An economist believes that the Reserve Bank of New Zealand (RBNZ)’s plan to increase the capital NZ banks have to hold will just hurt the economy.

Economist Michael Reddell, who has spent most of his career at RBNZ, commented that the bank’s move is unnecessary and will just hurt the economy, especially small businesses and those in the agriculture industry.

 "What the evidence shows in New Zealand is that we could have the unemployment rate go to 13 percent, we could have house prices fall by 50 percent and still it's highly unlikely that with current minimum capital ratios, that any banks' viability would be severely impaired,” Reddell told NZ Herald.

Read more: RBNZ will revisit bank capital proposals before final decision

RBNZ has proposed increasing the minimum amount of tier 1 common equity capital the banks have to hold – from 8.5% to 16% for the big four banks while 15% for the smaller banks.

Reddell, however, explained that requiring the big banks to hold 16% capital could cost the economy a whopping $1.8 billion a year and therefore prompt banks to just pull money out of the country.

"If the 16 percent happens and the shareholders don't want to put in more money they're going to shrink their businesses. But that is not a comfortable place to sit. Those big banks will have an expected rate of return on their investment in all their activities around the world and if the New Zealand subsidiary is not producing that rate of return then they'll dis-invest,” he said.

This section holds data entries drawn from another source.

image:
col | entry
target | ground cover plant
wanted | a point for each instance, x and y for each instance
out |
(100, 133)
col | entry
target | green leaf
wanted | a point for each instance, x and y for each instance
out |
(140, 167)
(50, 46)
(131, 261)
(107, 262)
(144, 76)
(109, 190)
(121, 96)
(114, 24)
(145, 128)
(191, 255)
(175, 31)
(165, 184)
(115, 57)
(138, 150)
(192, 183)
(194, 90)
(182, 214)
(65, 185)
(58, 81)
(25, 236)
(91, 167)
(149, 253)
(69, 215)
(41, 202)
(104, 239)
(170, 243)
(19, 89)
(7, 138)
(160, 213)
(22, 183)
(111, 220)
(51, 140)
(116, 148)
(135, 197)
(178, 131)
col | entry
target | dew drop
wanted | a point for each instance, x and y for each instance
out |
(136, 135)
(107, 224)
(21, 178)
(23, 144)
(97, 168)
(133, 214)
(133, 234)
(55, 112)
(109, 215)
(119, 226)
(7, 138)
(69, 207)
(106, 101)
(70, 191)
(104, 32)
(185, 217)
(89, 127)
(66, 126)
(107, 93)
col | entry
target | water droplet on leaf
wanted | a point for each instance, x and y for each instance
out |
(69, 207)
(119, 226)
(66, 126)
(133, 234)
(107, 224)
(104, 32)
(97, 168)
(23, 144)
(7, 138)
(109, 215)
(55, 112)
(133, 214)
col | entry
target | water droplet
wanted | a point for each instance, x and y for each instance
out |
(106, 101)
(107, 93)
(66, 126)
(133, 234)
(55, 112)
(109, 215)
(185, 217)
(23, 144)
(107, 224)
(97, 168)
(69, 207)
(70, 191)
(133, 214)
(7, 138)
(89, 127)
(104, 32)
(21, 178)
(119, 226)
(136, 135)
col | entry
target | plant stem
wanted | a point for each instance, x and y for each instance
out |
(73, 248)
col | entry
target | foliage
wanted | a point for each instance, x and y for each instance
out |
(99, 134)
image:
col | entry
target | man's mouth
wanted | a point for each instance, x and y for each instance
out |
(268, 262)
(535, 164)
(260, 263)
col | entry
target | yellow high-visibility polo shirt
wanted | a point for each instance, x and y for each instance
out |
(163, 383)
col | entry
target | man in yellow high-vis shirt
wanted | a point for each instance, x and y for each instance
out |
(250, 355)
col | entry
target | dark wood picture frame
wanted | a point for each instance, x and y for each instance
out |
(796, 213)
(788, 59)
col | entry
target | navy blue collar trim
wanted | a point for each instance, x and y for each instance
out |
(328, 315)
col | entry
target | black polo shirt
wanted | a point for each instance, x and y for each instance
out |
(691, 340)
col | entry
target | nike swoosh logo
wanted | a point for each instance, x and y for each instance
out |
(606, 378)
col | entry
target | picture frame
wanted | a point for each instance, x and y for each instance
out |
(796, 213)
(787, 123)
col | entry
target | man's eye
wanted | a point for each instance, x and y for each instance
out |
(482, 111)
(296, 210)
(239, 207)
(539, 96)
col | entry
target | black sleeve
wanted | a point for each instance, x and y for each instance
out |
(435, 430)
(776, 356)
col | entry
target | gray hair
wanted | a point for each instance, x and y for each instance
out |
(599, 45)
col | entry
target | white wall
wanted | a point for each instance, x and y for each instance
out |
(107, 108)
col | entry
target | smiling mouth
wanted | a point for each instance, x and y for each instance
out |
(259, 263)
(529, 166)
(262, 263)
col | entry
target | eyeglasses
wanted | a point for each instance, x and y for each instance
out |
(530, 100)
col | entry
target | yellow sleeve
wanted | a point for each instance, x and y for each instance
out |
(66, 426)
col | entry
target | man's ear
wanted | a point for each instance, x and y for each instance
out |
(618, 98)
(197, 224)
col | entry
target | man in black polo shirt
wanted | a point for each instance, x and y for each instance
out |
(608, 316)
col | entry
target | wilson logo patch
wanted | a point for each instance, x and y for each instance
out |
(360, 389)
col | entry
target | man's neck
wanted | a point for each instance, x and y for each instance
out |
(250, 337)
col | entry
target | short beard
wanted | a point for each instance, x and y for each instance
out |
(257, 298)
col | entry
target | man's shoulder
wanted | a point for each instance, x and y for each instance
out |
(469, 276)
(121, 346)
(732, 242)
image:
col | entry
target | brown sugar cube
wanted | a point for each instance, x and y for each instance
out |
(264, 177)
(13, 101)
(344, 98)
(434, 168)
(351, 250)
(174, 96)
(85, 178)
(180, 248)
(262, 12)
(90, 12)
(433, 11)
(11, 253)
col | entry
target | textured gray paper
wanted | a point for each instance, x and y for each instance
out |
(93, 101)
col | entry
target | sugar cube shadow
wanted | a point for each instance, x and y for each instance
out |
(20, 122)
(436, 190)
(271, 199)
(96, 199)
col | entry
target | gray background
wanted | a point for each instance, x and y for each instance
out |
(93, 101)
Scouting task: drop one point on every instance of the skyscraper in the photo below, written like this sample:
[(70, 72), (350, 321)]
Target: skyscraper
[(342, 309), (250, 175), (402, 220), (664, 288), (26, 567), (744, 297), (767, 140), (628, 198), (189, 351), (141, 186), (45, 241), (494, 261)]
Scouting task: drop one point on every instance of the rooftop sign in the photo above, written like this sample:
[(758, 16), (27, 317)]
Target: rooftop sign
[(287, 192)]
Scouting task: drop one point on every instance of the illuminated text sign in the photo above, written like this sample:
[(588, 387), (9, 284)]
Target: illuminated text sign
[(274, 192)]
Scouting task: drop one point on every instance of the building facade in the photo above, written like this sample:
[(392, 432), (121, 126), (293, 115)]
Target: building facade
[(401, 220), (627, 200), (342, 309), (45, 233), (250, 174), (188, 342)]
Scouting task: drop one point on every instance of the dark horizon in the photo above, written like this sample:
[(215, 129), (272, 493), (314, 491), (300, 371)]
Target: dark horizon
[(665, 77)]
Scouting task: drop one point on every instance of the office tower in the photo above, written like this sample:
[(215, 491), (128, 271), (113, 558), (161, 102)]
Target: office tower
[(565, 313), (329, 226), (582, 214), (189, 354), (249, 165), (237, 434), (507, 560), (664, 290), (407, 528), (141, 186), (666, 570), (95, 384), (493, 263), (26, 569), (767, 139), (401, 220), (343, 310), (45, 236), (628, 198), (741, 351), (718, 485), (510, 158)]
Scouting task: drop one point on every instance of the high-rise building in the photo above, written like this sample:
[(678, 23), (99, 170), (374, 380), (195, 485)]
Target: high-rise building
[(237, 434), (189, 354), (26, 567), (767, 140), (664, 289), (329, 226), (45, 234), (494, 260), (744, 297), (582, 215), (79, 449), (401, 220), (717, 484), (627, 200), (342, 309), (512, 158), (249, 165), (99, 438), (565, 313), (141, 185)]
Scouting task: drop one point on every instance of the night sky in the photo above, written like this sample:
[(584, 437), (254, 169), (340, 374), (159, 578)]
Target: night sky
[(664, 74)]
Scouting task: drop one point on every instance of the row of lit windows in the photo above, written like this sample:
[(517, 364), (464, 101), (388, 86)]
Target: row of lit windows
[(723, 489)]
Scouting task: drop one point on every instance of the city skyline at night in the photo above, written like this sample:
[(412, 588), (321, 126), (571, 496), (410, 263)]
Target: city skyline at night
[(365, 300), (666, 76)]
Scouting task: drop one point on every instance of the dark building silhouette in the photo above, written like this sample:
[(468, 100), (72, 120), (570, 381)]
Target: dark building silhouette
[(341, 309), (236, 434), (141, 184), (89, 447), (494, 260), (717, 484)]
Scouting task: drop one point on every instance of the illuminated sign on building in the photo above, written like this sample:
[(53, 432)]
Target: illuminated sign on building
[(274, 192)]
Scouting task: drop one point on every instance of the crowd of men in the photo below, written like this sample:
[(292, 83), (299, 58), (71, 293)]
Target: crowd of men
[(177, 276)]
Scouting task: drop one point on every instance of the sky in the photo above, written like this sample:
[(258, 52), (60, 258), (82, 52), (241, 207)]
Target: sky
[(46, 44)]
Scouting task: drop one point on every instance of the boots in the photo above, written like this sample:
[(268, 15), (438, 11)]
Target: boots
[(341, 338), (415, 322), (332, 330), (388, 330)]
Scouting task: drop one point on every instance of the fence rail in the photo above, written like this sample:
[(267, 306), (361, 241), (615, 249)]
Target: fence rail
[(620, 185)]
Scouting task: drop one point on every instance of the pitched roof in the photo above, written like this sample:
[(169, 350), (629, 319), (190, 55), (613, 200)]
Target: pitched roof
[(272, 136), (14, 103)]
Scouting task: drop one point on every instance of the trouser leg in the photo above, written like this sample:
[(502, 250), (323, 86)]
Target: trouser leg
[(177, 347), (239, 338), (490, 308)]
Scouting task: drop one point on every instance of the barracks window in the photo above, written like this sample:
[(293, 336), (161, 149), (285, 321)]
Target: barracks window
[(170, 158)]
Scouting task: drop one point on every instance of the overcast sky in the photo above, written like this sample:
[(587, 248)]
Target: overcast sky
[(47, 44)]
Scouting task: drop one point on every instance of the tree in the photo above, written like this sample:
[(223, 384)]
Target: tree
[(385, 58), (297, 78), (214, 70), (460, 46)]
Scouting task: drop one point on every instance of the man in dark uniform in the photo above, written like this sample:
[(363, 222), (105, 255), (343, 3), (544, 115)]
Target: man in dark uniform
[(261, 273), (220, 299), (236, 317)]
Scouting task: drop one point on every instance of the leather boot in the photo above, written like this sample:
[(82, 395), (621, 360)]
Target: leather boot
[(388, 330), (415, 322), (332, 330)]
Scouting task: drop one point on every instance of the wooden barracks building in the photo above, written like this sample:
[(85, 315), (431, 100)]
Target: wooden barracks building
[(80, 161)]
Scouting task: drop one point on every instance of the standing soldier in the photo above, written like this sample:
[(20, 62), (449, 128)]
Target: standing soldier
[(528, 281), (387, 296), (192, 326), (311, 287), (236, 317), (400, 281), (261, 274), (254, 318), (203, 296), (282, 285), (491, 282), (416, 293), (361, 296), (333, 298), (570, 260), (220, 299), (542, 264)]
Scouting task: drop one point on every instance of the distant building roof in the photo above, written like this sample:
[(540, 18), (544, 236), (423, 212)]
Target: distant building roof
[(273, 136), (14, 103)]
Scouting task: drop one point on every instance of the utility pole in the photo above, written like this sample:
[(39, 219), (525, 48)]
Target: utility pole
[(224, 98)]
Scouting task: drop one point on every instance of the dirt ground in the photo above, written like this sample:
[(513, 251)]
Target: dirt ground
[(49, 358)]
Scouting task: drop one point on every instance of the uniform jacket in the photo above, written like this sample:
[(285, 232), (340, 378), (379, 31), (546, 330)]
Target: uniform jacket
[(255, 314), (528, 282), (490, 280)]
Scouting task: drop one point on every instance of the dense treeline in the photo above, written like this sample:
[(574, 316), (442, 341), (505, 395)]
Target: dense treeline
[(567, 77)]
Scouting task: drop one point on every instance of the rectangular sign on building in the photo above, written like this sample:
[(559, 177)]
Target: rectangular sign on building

Robert MacCulloch, professor of macro-economics at Auckland University, shared the same sentiments – adding that the RBNZ governor’s style is part of the problem.

"Usually the conservative central bank governor, like Alan Bollard or Graeme Wheeler, tried to avoid controversy. It's an institution which is meant to be quietly humming along without attracting great controversy, but there seems to be a new-found zeal to say things that frighten people - to get in the news, to shock the markets,” MacCulloch said.

RBNZ governor Adrian Orr, however, said he was worried that the bank was too narrowly focused and too insular – which needed to be addressed.

“Do we have a truly diverse and inclusive team or do we all look the same and think the same? This is what we've been doing at the bank in the last 18 months. Some people have chosen to continue on that journey. Some people were asked not to continue on that journey and that's where we're at,” Orr said.